この微調整により、複雑なバイオメディカルな関係をより効果的に捉え、ゲノムデータが臨床的結果とどのように結びつくかを理解することができる。
患者レベルのデータ、バイオメディカル知識グラフ、GWAS要約などのソースから、バイオメディカル概念のための統一的な埋め込み空間と幅広い共通SNPを構築することにより、GENERELはマルチタスクコントラスト学習を通じて、SNPと臨床概念の埋め込みを整合させる。
これにより、モデルは、異なるデータソースにまたがる従来のコードマッピングシステムの制限を回避しながら、バイオメディカルな概念の多様な自然言語表現に適応することができる。
本実験は,SNPと臨床概念のニュアンス関係を効果的に把握するgenERELの能力を実証するものである。
genERELはまた、関連性の程度を識別し、より洗練された概念の識別を可能にする。
SNPとバイオメディカル概念の両方に統一的な埋め込みシステムを構築するというこの先駆的なアプローチは、バイオメディカル研究におけるデータ統合と発見の可能性を高める。
関連論文リスト
- Multi-level biomedical NER through multi-granularity embeddings and
enhanced labeling [3.8599767910528917]
本稿では,複数のモデルの強みを統合するハイブリッドアプローチを提案する。
BERTは、文脈化された単語の埋め込み、文字レベルの情報キャプチャのための事前訓練されたマルチチャネルCNN、およびテキスト内の単語間の依存関係のシーケンスラベリングとモデル化のためのBiLSTM + CRFを提供する。
我々は、ベンチマークi2b2/2010データセットを用いて、F1スコア90.11を達成する。

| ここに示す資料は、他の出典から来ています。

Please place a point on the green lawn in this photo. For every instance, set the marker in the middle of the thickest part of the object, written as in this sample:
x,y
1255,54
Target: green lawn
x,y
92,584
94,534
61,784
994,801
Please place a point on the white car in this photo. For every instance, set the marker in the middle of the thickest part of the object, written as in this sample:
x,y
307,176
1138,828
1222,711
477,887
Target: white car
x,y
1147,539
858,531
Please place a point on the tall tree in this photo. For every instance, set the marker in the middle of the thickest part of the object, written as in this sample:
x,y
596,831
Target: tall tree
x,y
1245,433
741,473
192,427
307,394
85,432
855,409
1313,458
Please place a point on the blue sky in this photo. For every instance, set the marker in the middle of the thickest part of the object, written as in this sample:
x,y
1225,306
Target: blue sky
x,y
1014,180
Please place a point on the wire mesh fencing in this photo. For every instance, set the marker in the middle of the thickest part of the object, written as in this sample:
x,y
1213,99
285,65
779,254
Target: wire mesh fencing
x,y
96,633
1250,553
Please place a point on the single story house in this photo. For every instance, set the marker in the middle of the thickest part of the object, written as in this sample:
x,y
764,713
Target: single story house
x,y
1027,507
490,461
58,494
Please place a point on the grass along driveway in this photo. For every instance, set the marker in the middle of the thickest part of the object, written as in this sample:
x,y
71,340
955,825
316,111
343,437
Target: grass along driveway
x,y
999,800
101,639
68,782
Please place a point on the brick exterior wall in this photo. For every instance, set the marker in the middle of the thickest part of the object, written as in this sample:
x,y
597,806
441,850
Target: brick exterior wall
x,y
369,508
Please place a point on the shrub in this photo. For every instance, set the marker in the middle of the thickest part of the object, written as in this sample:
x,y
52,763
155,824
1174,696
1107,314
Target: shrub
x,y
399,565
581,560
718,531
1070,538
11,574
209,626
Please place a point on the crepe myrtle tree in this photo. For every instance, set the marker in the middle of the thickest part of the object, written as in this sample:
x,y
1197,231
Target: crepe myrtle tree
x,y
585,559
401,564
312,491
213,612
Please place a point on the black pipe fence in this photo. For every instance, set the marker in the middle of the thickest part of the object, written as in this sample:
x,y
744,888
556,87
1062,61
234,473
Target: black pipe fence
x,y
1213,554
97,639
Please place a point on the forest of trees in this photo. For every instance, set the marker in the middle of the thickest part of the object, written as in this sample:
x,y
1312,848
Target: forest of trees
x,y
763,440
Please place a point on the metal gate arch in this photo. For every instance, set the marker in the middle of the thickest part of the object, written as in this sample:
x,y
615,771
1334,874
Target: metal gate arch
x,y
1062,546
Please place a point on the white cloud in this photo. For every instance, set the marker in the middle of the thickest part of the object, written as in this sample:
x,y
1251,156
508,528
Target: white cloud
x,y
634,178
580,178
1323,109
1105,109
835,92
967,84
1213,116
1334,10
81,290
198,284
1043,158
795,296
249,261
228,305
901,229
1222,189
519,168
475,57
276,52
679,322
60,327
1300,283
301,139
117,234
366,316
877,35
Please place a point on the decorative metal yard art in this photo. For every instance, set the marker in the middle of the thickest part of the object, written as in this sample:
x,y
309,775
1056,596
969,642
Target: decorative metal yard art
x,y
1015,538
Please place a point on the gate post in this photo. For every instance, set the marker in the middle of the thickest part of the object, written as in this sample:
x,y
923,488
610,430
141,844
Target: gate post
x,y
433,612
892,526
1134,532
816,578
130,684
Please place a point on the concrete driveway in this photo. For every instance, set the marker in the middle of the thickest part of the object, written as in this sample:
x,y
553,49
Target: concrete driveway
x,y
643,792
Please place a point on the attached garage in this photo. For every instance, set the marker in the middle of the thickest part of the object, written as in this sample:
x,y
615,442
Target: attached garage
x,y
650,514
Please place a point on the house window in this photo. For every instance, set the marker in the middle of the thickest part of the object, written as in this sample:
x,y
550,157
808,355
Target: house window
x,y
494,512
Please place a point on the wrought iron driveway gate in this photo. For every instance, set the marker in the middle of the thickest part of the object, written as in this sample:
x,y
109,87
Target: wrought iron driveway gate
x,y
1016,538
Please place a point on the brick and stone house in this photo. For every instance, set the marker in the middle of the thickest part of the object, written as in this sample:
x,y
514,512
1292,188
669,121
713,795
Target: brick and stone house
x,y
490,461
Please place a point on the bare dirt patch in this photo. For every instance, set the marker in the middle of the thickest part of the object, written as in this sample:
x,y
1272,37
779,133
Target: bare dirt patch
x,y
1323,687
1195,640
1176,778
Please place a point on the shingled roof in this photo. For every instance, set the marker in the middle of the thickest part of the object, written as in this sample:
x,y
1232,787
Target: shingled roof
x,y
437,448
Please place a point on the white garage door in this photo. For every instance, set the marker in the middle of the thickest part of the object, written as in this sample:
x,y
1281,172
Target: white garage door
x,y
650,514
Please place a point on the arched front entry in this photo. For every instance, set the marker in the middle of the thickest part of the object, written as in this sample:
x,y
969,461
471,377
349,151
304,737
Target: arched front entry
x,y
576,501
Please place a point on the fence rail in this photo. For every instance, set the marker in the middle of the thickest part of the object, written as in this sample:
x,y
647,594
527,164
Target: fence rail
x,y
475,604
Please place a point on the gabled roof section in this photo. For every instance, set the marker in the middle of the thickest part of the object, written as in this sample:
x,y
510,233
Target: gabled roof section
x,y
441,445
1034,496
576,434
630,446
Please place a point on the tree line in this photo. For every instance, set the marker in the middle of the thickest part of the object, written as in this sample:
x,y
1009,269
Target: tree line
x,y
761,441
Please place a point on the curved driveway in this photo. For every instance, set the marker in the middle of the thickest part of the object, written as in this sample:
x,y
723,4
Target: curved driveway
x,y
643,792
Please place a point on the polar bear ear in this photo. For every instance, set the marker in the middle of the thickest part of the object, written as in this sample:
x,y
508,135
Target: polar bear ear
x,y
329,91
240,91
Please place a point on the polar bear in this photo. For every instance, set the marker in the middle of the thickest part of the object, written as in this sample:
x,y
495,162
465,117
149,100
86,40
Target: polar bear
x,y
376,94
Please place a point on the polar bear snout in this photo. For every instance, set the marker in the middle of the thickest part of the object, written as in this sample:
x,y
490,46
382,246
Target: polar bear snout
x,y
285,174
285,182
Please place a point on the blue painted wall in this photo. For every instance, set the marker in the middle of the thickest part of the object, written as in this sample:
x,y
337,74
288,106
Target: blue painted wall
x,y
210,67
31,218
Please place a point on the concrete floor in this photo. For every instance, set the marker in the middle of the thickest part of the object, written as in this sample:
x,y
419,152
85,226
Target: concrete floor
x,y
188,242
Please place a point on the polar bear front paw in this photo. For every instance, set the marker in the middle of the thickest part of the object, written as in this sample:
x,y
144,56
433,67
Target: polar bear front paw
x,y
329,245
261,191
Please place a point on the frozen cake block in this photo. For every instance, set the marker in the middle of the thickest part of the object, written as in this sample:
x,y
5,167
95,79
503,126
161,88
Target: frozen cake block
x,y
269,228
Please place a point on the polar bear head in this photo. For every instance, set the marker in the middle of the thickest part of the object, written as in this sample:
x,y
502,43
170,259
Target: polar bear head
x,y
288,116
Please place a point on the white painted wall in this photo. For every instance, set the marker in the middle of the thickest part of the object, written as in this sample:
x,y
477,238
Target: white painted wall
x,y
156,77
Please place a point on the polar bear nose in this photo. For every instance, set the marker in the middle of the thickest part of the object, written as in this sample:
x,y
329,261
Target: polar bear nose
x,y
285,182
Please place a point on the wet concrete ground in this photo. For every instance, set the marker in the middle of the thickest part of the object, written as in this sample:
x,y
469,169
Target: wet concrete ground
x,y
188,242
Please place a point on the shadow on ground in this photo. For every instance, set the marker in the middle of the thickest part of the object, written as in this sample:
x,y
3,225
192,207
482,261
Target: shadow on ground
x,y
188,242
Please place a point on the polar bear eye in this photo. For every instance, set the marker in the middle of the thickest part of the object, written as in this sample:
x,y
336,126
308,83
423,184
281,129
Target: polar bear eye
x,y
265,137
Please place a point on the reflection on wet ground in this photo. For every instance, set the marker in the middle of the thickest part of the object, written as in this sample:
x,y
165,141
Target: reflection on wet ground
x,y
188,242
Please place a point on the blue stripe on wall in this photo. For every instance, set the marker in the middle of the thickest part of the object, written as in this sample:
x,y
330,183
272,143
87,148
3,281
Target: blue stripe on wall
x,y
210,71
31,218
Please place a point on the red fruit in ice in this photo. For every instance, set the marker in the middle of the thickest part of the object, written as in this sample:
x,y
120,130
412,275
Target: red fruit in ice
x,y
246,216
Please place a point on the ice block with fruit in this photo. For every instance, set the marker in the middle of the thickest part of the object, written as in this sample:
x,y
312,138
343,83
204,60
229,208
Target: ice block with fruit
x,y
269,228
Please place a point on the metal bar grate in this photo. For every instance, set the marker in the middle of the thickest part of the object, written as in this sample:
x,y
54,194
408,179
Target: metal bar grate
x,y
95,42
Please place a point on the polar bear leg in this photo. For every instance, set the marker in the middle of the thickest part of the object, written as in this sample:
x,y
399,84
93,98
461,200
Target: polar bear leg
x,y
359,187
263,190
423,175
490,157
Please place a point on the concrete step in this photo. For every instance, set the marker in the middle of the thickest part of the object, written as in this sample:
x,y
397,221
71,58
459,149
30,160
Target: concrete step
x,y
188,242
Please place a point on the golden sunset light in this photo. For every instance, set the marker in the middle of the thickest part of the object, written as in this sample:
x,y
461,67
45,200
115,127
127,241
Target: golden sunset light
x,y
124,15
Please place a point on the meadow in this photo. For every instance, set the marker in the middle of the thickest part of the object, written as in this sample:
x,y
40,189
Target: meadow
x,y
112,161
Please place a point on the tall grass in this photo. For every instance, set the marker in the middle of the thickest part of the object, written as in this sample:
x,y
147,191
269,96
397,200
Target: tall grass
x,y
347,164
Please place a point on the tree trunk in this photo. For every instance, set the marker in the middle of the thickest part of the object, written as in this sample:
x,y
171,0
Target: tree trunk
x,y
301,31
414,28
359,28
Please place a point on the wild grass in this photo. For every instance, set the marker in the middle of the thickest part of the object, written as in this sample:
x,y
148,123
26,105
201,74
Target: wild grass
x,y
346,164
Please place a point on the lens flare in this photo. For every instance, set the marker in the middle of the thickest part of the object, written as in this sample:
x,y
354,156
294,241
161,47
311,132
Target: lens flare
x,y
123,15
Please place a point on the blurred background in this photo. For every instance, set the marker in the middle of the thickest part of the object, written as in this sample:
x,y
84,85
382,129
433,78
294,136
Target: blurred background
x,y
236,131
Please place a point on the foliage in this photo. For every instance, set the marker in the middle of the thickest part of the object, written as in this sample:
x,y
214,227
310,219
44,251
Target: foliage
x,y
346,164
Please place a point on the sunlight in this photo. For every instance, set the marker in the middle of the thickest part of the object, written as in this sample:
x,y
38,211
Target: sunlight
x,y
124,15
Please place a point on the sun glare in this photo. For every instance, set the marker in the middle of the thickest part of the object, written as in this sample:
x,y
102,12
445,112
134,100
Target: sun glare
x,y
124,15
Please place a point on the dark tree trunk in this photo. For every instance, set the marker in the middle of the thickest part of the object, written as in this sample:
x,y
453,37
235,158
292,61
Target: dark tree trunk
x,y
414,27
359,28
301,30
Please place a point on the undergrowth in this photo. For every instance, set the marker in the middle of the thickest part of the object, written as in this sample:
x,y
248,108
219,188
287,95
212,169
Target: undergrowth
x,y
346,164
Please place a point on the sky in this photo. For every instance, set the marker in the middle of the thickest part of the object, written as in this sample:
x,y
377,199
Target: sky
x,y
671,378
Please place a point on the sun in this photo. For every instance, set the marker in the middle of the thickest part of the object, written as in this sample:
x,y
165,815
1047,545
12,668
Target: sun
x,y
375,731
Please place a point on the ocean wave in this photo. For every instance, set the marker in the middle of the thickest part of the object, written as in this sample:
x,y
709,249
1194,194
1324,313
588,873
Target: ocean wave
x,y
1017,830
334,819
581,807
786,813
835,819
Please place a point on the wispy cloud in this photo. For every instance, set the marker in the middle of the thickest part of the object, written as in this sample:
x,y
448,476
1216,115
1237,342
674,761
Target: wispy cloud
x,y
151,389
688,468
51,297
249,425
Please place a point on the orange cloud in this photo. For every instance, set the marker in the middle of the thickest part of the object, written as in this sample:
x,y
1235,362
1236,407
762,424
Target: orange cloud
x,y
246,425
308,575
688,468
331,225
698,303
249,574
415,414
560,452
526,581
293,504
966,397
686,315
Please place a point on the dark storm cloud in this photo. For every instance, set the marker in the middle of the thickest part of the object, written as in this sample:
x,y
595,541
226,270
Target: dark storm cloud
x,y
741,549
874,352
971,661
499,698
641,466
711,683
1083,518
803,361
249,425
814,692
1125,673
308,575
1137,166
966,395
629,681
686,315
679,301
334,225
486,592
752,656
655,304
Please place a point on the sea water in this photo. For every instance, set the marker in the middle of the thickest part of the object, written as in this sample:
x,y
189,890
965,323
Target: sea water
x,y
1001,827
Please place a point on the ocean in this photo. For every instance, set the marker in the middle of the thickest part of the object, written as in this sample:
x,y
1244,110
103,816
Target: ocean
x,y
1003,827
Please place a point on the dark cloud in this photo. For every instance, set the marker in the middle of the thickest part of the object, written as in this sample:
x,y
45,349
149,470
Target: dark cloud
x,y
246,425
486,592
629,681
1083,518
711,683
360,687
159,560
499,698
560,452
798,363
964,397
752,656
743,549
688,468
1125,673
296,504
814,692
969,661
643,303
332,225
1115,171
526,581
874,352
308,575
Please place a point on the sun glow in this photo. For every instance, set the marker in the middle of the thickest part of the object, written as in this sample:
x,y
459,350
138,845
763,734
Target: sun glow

論文 参考訳(メタデータ) (2023-12-24T21:45:36Z) - Diversifying Knowledge Enhancement of Biomedical Language Models using
Adapter Modules and Knowledge Graphs [54.223394825528665]
我々は、軽量なアダプターモジュールを用いて、構造化された生体医学的知識を事前訓練された言語モデルに注入するアプローチを開発した。
バイオメディカル知識システムUMLSと新しいバイオケミカルOntoChemの2つの大きなKGと、PubMedBERTとBioLinkBERTの2つの著名なバイオメディカルPLMを使用している。
計算能力の要件を低く保ちながら,本手法がいくつかの事例において性能改善につながることを示す。
論文 参考訳(メタデータ) (2023-12-21T14:26:57Z) - Exploring the In-context Learning Ability of Large Language Model for
Biomedical Concept Linking [4.8882241537236455]
本研究では,生物医学的概念リンクのための大規模モデルのコンテキスト内学習機能を活用する手法について検討する。
提案手法は2段階のレトリーブ・アンド・ランク・フレームワークを採用する。
BC5CDRの病体正規化では90.%、化学体正規化では94.7%の精度を達成した。
論文 参考訳(メタデータ) (2023-07-03T16:19:50Z) - Hierarchical Pretraining for Biomedical Term Embeddings [4.69793648771741]
階層データに基づく新しいバイオメディカル用語表現モデルであるHiPrBERTを提案する。
HiPrBERTは階層的な情報からペアワイズ距離を効果的に学習し,さらにバイオメディカルな応用に極めて有用な埋め込みを実現できることを示す。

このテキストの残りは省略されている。